Read any Christian throughout history who has defended the necessity of war...and you will always find someone who thinks war is hell. War is evil...it may be necessary at times, it may even be just...but it is still evil. Last Friday I was challenged by an Anabaptist student in my Theology 101 class on the issue of pacifism. I told him the truth...In my heart of hearts I long to be a pacifist...but I just can't. Reinhold Niebuhr convinced me I can't. When I taught Christian Ethics at Pella Christian I would have the students read his piece entitled "Why the Christian Church is not Pacifist". Which is nobler...to tolerate tyranny for a long period of time...or anarchy for a short period of time? Both are evil...tyranny and anarchy.

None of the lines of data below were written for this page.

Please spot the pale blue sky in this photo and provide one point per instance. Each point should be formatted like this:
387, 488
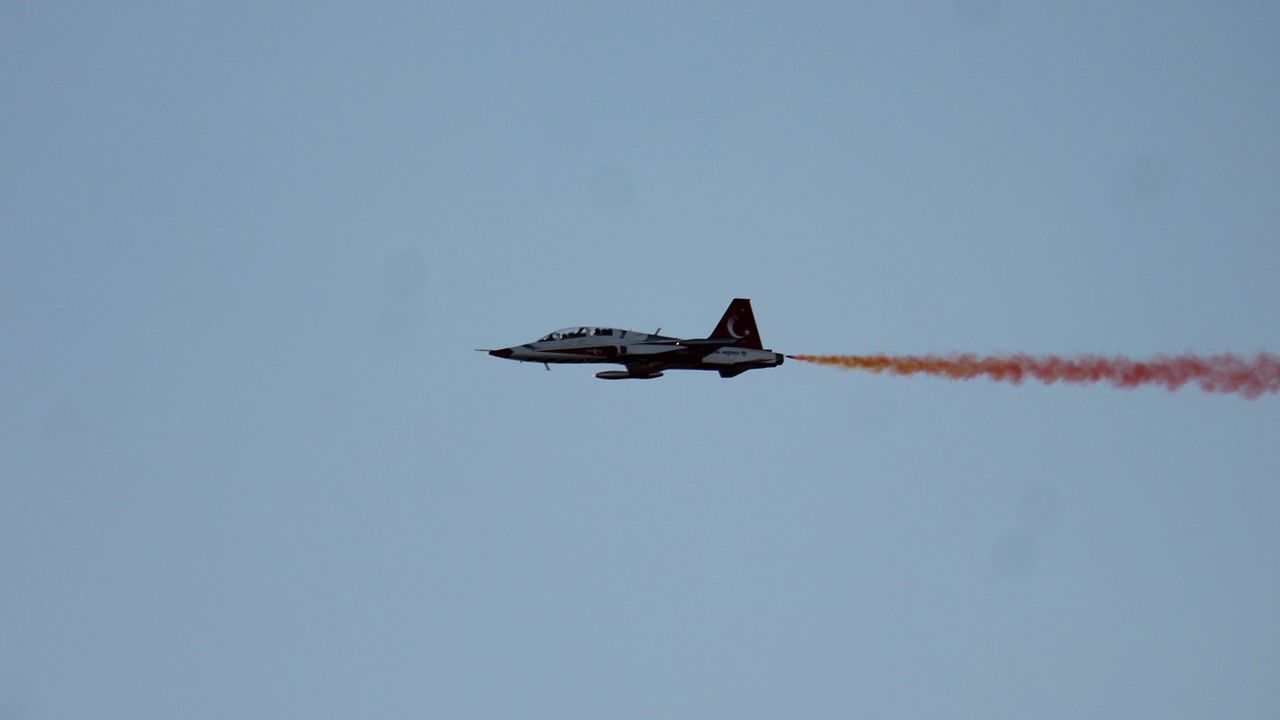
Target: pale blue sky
251, 466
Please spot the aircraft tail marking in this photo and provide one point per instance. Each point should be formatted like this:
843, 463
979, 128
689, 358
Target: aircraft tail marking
739, 324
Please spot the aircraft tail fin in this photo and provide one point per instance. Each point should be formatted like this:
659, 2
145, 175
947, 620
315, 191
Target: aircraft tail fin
739, 324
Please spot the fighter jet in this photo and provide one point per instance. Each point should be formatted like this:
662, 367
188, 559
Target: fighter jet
732, 349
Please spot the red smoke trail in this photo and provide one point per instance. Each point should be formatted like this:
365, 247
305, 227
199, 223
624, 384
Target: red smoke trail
1214, 373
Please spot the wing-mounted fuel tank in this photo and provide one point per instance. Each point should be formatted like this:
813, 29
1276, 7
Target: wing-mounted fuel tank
626, 376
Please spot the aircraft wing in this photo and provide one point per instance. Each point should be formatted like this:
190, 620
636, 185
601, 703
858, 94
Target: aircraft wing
711, 342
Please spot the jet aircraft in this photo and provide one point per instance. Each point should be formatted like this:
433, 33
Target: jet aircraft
732, 349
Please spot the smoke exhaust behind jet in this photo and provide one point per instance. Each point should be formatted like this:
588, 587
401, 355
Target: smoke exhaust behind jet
1212, 373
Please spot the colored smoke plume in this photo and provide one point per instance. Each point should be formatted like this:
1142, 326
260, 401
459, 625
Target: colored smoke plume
1212, 373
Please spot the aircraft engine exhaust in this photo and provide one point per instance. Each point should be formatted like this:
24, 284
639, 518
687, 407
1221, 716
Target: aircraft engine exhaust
1212, 373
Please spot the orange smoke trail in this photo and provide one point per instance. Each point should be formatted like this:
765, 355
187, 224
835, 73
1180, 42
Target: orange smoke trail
1214, 373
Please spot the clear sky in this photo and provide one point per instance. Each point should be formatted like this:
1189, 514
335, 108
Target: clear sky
250, 465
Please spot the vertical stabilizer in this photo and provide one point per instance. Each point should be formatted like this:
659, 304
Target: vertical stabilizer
739, 324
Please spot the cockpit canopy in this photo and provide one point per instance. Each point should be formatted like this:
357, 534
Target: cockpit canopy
576, 332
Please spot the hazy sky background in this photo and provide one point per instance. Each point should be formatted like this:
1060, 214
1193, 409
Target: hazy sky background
250, 465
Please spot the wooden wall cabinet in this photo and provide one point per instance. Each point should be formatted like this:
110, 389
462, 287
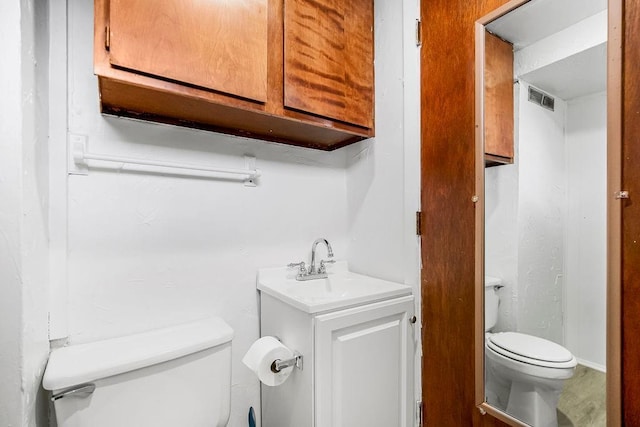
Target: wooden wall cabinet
289, 71
498, 101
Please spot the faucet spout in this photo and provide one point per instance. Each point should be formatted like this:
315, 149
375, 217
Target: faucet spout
312, 267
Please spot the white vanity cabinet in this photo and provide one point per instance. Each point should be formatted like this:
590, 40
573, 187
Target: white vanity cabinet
364, 365
358, 364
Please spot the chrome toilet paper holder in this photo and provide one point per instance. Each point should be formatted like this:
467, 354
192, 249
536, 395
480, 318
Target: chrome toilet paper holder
278, 364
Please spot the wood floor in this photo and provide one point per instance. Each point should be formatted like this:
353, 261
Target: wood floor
583, 400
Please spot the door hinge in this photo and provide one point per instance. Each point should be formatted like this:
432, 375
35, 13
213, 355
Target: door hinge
107, 38
621, 194
419, 413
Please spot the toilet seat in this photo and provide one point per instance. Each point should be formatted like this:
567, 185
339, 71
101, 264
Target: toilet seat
531, 350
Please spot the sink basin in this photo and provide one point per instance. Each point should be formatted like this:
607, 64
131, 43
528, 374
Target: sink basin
342, 288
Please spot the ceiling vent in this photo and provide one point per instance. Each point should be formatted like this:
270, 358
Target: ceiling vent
541, 98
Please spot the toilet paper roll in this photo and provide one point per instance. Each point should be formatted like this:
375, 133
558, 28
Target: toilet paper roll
261, 355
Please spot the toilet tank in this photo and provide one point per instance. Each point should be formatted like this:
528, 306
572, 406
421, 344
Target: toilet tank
491, 301
177, 376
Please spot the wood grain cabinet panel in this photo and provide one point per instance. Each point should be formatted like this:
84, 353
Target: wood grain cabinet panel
219, 45
498, 100
219, 65
328, 59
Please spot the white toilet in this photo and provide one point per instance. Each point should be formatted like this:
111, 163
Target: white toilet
524, 374
178, 376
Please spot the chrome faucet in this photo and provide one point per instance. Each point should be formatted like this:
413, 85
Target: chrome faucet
312, 267
313, 272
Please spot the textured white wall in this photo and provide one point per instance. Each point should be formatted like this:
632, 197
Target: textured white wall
383, 173
525, 220
585, 278
10, 216
541, 218
23, 222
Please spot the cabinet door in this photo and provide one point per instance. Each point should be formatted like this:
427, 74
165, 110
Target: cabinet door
364, 366
219, 45
328, 59
498, 99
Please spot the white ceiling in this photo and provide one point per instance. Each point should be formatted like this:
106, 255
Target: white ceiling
577, 75
538, 19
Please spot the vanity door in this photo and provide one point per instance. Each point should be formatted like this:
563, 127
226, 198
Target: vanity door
364, 366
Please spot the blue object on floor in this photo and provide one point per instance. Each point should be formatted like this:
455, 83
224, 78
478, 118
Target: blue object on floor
252, 417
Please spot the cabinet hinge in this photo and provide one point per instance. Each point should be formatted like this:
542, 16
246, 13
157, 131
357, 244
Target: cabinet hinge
419, 413
107, 38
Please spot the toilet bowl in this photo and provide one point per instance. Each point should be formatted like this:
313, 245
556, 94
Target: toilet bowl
524, 374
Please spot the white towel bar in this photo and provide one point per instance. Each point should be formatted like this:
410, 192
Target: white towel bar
80, 157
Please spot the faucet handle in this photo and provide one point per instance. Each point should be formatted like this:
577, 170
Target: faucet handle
323, 265
301, 266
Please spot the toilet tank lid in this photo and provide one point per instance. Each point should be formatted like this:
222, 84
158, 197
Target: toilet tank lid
77, 364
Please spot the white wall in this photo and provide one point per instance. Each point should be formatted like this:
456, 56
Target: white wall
150, 250
541, 218
10, 216
501, 238
585, 278
525, 220
23, 221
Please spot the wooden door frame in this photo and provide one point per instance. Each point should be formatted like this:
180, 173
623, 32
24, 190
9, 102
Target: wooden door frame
439, 294
614, 184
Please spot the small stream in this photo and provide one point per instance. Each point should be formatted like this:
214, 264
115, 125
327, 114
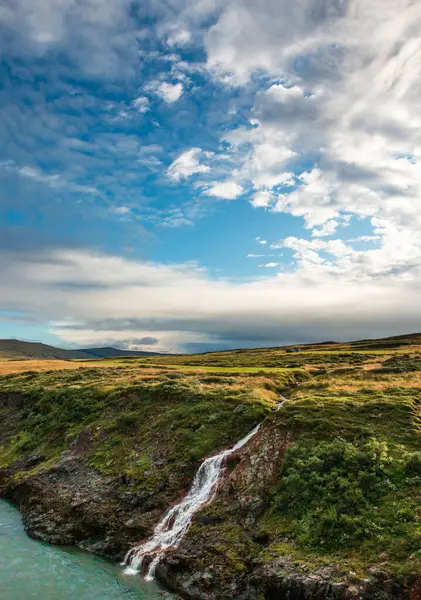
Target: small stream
32, 570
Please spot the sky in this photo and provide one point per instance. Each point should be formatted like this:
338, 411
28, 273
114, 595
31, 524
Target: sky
184, 176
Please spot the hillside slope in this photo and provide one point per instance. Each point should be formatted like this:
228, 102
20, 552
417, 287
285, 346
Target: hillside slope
322, 503
17, 349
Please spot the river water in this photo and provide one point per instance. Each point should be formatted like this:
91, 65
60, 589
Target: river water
31, 570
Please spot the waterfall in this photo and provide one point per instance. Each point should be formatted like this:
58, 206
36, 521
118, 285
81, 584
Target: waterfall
171, 530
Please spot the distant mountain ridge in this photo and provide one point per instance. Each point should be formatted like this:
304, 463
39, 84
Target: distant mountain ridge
17, 349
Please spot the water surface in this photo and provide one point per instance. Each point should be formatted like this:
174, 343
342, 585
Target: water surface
32, 570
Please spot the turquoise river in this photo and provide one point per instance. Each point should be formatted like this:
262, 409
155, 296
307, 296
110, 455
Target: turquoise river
31, 570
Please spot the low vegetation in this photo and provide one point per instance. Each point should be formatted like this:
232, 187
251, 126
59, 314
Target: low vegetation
349, 487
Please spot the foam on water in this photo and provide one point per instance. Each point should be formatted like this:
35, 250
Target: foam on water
171, 530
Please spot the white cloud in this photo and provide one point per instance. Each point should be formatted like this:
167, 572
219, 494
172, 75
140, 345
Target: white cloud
170, 92
187, 164
179, 37
262, 199
229, 190
90, 298
141, 104
343, 100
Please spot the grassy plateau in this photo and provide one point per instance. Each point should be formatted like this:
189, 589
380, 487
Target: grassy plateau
348, 490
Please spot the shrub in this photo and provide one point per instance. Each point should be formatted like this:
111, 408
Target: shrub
330, 489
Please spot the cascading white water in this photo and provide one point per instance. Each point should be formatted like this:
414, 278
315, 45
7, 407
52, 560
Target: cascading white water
171, 530
281, 403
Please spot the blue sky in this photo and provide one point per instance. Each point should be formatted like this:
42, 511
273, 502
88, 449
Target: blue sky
184, 176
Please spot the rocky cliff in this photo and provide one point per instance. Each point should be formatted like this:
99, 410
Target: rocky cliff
101, 478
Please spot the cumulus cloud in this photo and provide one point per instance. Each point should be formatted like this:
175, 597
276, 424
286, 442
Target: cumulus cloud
228, 190
187, 164
170, 92
339, 134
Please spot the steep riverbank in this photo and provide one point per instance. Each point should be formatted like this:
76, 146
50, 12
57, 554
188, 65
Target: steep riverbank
97, 467
33, 570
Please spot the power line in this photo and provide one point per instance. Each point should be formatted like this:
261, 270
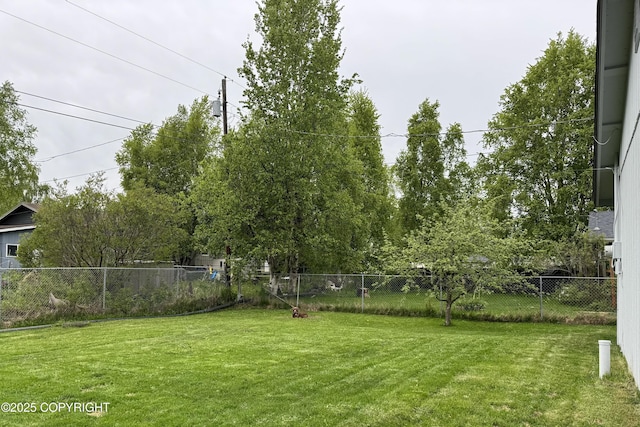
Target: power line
79, 150
104, 52
74, 116
407, 135
80, 106
81, 174
153, 42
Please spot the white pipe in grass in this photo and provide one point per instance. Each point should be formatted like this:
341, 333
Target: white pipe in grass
605, 357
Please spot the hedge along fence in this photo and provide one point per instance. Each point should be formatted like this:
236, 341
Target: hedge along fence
554, 299
36, 296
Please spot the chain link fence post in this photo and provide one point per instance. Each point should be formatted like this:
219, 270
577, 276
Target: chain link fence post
1, 283
362, 292
541, 302
104, 289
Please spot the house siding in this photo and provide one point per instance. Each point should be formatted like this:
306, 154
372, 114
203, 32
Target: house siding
11, 238
627, 225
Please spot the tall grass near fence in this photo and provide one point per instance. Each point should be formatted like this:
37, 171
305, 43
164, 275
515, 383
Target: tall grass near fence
262, 368
552, 299
36, 296
90, 293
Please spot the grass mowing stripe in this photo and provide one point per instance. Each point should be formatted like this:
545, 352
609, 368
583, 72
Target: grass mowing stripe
256, 367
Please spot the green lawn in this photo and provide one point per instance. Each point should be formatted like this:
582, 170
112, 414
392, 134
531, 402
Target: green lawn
261, 367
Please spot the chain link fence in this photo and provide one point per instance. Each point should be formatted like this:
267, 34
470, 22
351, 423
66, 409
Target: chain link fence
566, 299
36, 296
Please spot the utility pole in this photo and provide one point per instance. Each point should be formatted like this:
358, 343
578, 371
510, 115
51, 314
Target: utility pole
224, 106
225, 129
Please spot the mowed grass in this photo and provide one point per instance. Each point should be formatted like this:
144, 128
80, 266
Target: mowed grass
261, 367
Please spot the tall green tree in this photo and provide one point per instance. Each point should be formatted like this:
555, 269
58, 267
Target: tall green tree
540, 141
432, 170
168, 160
94, 227
287, 187
464, 252
18, 172
364, 137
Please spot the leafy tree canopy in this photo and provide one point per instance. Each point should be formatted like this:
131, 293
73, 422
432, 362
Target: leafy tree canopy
541, 143
433, 168
18, 172
287, 185
97, 228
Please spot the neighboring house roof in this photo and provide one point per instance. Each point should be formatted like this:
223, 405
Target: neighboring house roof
601, 223
615, 23
19, 218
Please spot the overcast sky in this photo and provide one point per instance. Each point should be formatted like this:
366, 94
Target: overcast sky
463, 53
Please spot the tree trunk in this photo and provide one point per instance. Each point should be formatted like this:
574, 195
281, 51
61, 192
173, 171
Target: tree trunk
447, 313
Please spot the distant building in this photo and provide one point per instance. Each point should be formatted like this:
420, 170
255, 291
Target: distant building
13, 225
601, 223
617, 157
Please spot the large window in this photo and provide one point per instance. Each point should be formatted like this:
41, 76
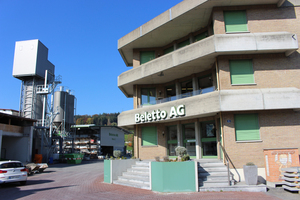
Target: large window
169, 50
241, 72
246, 127
186, 89
183, 44
172, 140
148, 96
171, 92
206, 84
235, 21
189, 140
146, 56
149, 136
200, 36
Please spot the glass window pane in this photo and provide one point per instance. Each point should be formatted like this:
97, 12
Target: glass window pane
187, 87
235, 21
183, 44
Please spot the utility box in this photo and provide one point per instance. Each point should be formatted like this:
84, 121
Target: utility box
276, 160
31, 60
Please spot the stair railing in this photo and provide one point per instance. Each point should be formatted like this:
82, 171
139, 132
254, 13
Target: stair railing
227, 164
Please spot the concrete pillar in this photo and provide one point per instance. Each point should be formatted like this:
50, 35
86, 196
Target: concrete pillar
136, 141
198, 140
0, 141
179, 135
178, 90
195, 86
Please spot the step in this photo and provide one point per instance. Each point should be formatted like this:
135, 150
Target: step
139, 170
204, 174
140, 167
138, 180
130, 184
214, 178
215, 169
211, 164
134, 174
143, 163
213, 184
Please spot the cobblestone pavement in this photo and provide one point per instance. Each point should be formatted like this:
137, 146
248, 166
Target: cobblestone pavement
85, 181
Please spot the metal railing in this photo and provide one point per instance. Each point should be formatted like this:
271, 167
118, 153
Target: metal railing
180, 96
227, 164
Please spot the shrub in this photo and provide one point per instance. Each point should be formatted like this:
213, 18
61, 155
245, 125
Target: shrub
185, 157
166, 158
180, 151
156, 158
117, 153
250, 164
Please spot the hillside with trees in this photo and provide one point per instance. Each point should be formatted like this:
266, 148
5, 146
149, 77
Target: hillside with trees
104, 119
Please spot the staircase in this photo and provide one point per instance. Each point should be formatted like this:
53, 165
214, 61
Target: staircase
212, 173
136, 176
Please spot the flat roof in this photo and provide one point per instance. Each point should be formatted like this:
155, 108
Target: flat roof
186, 17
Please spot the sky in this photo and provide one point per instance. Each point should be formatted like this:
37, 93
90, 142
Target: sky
82, 38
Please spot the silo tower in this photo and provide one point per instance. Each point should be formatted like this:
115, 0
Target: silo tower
32, 67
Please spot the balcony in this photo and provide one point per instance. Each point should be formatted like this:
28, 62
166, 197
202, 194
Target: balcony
180, 96
201, 55
211, 103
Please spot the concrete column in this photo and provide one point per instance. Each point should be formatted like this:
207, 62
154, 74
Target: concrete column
136, 142
198, 140
178, 89
179, 135
195, 85
30, 142
0, 141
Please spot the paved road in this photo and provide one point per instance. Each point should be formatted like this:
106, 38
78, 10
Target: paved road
85, 181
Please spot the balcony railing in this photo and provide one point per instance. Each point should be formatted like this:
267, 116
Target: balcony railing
180, 96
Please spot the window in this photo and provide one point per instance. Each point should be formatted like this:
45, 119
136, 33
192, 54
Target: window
246, 127
206, 84
172, 140
241, 72
148, 96
169, 50
183, 44
200, 36
171, 92
187, 89
146, 56
149, 136
235, 21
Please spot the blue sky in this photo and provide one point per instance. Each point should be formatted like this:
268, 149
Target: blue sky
81, 36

But sometimes, according to Niebuhr, we are forced to choose the lesser of two evils for the sake of justice and peace.

But with regard to the war in Iraq...the Christian community seems content to call war "necessary". To question the war, to question the policies of the Bush administration, to question Bush himself...is understood to be both unpatriotic and heretical. As if the Christian church is dependent upon the American version of "freedom" for it's survival...As if the promise that Christ gave to Peter..."the gates of hades will not prevail against it (the Church)..." is somehow inadequate. As if it is a noble and glorious thing to send our young men and women into the meat grinder..shattering them emotionally, physically, spiritually...

Lately I've been watching Ken Burns documentary The War. He does a good job of showing both the insanity and treachery of the war, but also I believe it's necessity. The men and women he interviews are not proud of the violence, the gore, the inhumanity...they did what they thought they needed to do. Many of them, I firmly believe, recognize the horror of war...the evil. Listening to them talk, I did not get a sense of intense patriotism or self righteousness...I came away with a sense of survival. I talked with my grandfather once about his experience in WWII...I even got it down on tape. I came away with a similar feeling...war is hell, even when it may be the right thing to do.

I know I am fortunate to never have been forced onto the battle field. My grandfather and my father, who was in Vietnam, didn't have such a luxury. Maybe that means I should shut my mouth...but as someone who works with the young people being sent to Iraq I can't. As a Christian who believes in the hope of Christ's resurrection and presence of the Kingdom of God, right now...right here...I can't. As someone who knows someone walking the streets of Baghdad with an M16 strapped over his shoulder...I can't. That doesn't make me a pacifist...it makes me a Christian who thinks we need to call war what it is...hell, evil, "not the way it's supposed to be."

By the way...a former student of mine is in Baghdad right now. He emails me from time to time...and I don't email him as much as I should. But if you don't have any personal connections to this war...get connected. Send Brandon Talsma an email. Let him know you are thinking about him, praying for him...let him know you hope he can come home soon, get married, and live a good life.